BEIJING, Oct. 13 (Xinhua) -- China saw large increases in both new lending and foreign exchange reserves last month, triggering more concerns over rising inflationary pressures and "hot money" inflows, the country's central bank said here Wednesday.
New yuan-denominated lending in September rose to 595.5 billion yuan (89.28 billion U.S. dollars), an increase of 9.2 percent from August, the People's Bank of China (PBOC), the central bank, said in a statement on its website.
China's banks extended 6.3 trillion yuan from January to September, 2.36 trillion yuan, or 27.3 percent, less than the same period in 2009, it said.
Yuan loans outstanding at the end of September totaled 46.28 trillion yuan, 18.5 percent higher than a year earlier, said the statement.
Annual growth in the broad M2 measure of money supply, including cash in circulation and all deposits, was 19 percent in September, compared with 19.2 percent last month.
The country's narrow M1 measure of money supply, which covers cash in circulation plus current corporate deposits, increased by 20.9 percent in September year on year, one percentage point and 11.5 percentage points lower than that of this August and the end of last year.
Zhao Qingming, a senior researcher with China Construction Bank, said the expansion in new loans last month was "a little bit beyond the regulators' expectation," which also explained the central bank's recent move on liquidity control.
The PBOC on Tuesday temporarily raised the reserve requirement ratio of its four major state-owned lenders and two privately-owned banks, China Merchants Bank Co. and Minsheng Banking Corp., by an extra 50 basis points, or 0.5 percentage points, in reserves.
It is the fourth time this year the reserve ratio for the six banks has been raised to rein in lending and combat inflation, lifting the four state-run banks' reserve ratio to 17.5 percent.
The Chinese government set the annual target for new loans of 2010 at 7.5 trillion yuan at the beginning of the year, after a record 9.59 trillion yuan of new lending in 2009 fueled asset bubbles and inflation fears.
Based on the latest loan figures, up to 84 percent of the planned annual lending was pumped into market in the first nine months of this year.
The Chinese government has been well aware of the inflationary pressures, with the country's July CPI up 3.3 percent year on year and expanding 3.5 percent from a year earlier in August, according to the National Bureau of Statistics. The September figure is yet to be issued.
New lending for the whole year is not likely to go much beyond the 7.5-trillion-yuan target, said Zhao.
China's foreign exchange reserves totaled 2.6483 trillion U.S. dollars by the end of September, up 16.5 percent year on year, the central bank said.

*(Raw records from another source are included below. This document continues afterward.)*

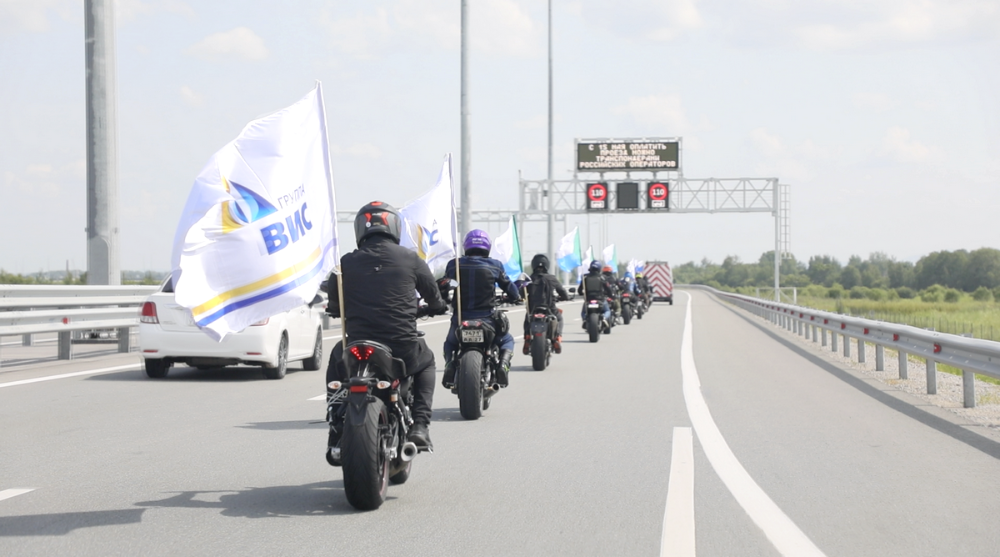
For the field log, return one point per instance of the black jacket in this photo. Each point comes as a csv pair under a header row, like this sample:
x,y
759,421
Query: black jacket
x,y
595,287
480,277
380,278
540,292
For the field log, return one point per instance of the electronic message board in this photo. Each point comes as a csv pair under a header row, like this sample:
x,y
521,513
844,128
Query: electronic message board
x,y
626,155
628,195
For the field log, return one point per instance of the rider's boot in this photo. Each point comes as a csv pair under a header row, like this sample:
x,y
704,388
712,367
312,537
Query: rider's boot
x,y
502,373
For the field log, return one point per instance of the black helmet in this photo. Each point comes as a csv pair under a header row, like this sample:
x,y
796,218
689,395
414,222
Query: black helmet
x,y
377,217
540,263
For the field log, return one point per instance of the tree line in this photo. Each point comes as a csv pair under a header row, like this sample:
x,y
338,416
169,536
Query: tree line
x,y
961,270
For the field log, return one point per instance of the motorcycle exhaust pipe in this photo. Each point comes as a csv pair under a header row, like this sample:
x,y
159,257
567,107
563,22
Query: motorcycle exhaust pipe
x,y
409,451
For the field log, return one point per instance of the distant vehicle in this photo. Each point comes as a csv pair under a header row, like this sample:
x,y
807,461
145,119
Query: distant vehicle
x,y
168,336
661,279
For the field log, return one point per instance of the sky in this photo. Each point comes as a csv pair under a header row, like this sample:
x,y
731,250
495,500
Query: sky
x,y
882,115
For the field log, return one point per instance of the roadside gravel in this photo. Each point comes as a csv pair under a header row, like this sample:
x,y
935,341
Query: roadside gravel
x,y
949,387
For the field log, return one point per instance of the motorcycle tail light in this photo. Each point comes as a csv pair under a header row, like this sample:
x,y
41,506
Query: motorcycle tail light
x,y
362,353
148,313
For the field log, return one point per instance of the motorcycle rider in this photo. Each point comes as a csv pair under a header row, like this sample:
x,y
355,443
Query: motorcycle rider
x,y
595,287
540,294
481,274
380,278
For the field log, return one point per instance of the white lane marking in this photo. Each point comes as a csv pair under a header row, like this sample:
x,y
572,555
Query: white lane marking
x,y
678,518
8,493
779,529
65,375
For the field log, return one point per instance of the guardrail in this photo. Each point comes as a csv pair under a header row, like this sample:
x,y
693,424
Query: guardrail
x,y
970,355
26,310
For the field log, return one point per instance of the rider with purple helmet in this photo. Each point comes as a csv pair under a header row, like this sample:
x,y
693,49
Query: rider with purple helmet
x,y
480,276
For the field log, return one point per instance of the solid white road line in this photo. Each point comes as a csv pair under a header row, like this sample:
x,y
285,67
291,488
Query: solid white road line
x,y
8,493
678,519
779,529
65,375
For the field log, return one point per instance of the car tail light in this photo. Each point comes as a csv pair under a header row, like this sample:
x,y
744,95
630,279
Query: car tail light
x,y
148,313
362,353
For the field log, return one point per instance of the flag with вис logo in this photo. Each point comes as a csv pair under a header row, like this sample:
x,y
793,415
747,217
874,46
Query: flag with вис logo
x,y
258,232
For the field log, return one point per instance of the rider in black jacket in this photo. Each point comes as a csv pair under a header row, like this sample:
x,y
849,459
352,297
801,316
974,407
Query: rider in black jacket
x,y
380,278
542,293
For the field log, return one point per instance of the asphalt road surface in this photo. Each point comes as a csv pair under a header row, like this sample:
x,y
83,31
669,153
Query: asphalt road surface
x,y
698,430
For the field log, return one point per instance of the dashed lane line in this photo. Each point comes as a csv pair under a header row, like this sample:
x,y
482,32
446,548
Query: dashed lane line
x,y
779,529
8,493
678,518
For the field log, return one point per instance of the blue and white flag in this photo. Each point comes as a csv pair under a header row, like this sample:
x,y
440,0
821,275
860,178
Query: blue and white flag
x,y
507,250
610,255
258,232
568,255
429,223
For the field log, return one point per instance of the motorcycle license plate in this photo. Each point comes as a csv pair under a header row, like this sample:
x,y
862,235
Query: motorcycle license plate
x,y
472,335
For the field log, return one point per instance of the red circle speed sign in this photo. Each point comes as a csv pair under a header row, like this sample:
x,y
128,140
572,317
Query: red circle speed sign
x,y
657,191
597,192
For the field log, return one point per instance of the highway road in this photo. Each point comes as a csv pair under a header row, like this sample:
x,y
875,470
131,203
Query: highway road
x,y
698,430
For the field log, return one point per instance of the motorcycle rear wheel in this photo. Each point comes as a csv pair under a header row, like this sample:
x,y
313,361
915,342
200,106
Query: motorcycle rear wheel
x,y
363,459
539,353
470,389
593,327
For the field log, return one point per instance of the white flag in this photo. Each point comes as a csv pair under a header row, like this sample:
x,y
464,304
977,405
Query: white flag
x,y
258,232
428,223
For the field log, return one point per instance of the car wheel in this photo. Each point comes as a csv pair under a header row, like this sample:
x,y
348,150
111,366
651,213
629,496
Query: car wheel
x,y
279,369
314,362
156,368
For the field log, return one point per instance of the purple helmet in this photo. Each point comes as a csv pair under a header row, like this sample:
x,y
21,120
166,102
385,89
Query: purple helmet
x,y
477,239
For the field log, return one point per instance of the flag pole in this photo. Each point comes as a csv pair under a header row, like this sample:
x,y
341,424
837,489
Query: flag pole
x,y
454,243
333,215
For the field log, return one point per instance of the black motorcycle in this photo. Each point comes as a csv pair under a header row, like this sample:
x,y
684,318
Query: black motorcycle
x,y
373,449
627,302
595,320
542,328
477,360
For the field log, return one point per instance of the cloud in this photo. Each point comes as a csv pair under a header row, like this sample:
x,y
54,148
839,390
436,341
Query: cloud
x,y
192,98
656,20
496,27
899,146
663,112
358,150
849,24
240,43
33,16
875,101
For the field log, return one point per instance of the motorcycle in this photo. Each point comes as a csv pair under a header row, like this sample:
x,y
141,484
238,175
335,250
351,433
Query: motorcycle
x,y
595,320
627,310
542,329
477,361
373,451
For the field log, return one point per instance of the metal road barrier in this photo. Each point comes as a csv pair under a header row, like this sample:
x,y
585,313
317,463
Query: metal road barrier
x,y
26,310
970,355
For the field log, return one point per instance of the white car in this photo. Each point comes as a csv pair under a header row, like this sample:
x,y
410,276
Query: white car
x,y
168,335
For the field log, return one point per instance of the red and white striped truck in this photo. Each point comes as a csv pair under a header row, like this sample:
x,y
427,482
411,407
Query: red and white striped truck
x,y
661,279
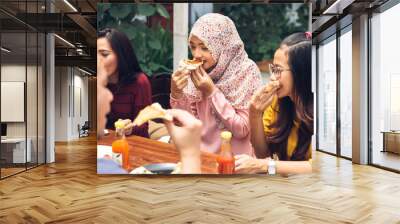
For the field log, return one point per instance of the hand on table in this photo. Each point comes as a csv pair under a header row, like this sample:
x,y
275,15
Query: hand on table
x,y
185,131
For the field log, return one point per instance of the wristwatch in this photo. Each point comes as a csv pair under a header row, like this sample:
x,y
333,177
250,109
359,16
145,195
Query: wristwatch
x,y
271,167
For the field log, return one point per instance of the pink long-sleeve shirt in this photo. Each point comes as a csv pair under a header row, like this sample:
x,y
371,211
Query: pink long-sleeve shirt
x,y
234,120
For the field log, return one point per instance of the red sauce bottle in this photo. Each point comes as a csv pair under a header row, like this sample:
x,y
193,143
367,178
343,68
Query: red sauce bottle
x,y
225,159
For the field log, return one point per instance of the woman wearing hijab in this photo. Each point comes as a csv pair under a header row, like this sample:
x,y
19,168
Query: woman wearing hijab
x,y
218,92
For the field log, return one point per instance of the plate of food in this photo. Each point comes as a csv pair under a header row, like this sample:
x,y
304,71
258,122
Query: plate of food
x,y
158,168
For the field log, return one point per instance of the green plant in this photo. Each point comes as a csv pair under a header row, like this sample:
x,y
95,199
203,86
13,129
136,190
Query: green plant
x,y
263,26
152,44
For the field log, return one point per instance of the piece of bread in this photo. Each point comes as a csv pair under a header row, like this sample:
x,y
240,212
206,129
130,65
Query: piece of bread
x,y
153,111
190,64
272,85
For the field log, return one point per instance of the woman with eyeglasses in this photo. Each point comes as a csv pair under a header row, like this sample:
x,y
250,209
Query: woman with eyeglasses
x,y
281,113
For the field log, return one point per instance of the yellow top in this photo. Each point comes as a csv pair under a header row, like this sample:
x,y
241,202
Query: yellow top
x,y
226,135
270,115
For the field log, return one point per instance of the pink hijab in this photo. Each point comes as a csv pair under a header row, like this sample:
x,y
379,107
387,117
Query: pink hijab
x,y
235,75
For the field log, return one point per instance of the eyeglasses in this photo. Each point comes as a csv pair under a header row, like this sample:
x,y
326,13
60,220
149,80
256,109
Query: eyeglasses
x,y
276,70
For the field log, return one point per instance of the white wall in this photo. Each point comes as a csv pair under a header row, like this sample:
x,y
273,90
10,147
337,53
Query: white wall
x,y
70,83
180,35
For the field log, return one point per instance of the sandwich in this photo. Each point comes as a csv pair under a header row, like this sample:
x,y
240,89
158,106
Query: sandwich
x,y
190,64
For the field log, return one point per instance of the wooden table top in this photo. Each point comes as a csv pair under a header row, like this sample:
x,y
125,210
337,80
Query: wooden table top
x,y
146,151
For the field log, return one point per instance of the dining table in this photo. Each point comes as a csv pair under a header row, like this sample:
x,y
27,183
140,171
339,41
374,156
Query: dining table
x,y
145,151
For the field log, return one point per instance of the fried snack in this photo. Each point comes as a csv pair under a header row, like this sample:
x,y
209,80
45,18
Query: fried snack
x,y
151,112
190,64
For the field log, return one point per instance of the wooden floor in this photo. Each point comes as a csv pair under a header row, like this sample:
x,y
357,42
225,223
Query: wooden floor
x,y
387,159
70,191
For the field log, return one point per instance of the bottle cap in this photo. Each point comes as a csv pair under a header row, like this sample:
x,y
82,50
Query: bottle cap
x,y
226,135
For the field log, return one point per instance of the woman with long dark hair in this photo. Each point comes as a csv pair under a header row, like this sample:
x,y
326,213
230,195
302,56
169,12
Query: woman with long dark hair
x,y
281,113
128,84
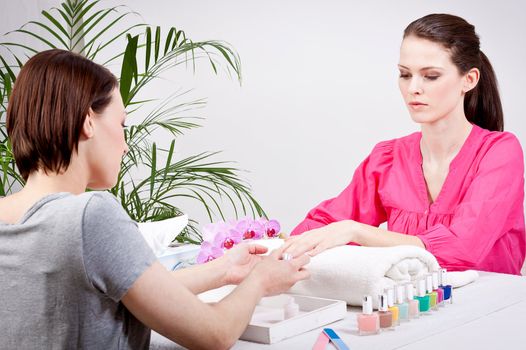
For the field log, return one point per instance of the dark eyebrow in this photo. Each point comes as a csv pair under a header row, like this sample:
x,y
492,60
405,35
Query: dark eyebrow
x,y
421,69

The added amount in the third quarter alone reached 194 billion U.S. dollars in the third quarter, a big rise compared to the 47.9 billion U.S. dollars increase in the first quarter and only 7.2 billion U.S. dollars in the second quarter.
Experts attributed the sharp build-up of forex mainly to the increasing inflow of "hot money" on outlook of a stronger yuan.
Guo Tianyong, head of the China Banking Research Center at the Central University of Finance and Economics, said that the international tensions over exchange rates boosted demand for yuan as a safe haven asset, especially after the central bank pledged more flexibility of the yuan.
The expectation of a stronger yuan and the sound economic development accelerated the inflow of foreign capital, he added.
China set the central parity rate of the yuan at 6.6693 per U.S. dollar Wednesday, driving its value to a new high against U.S. dollar, according to the data released by the China Foreign Exchange Trading System.
The value of the yuan rose against the U.S. dollar by about 1.74 percent in September, the biggest monthly gain since the July 2005 revaluation.
Based on Wednesday's central parity, the yuan had gained 2.32 percent from the rate of 6.8275 per U.S. dollar that was set a day before the PBOC's pledge to increase flexibility on June 19.
China's foreign exchange regulator, the State Administration of Foreign Exchange on Tuesday warned of "hot money inflows" in the second half of this year and beyond as investors bring money into China to benefit from higher interests rates and expected yuan appreciation.
The regulator said it would continue to stop inflows of "hot money" into China and crackdown on illegal foreign exchange activities.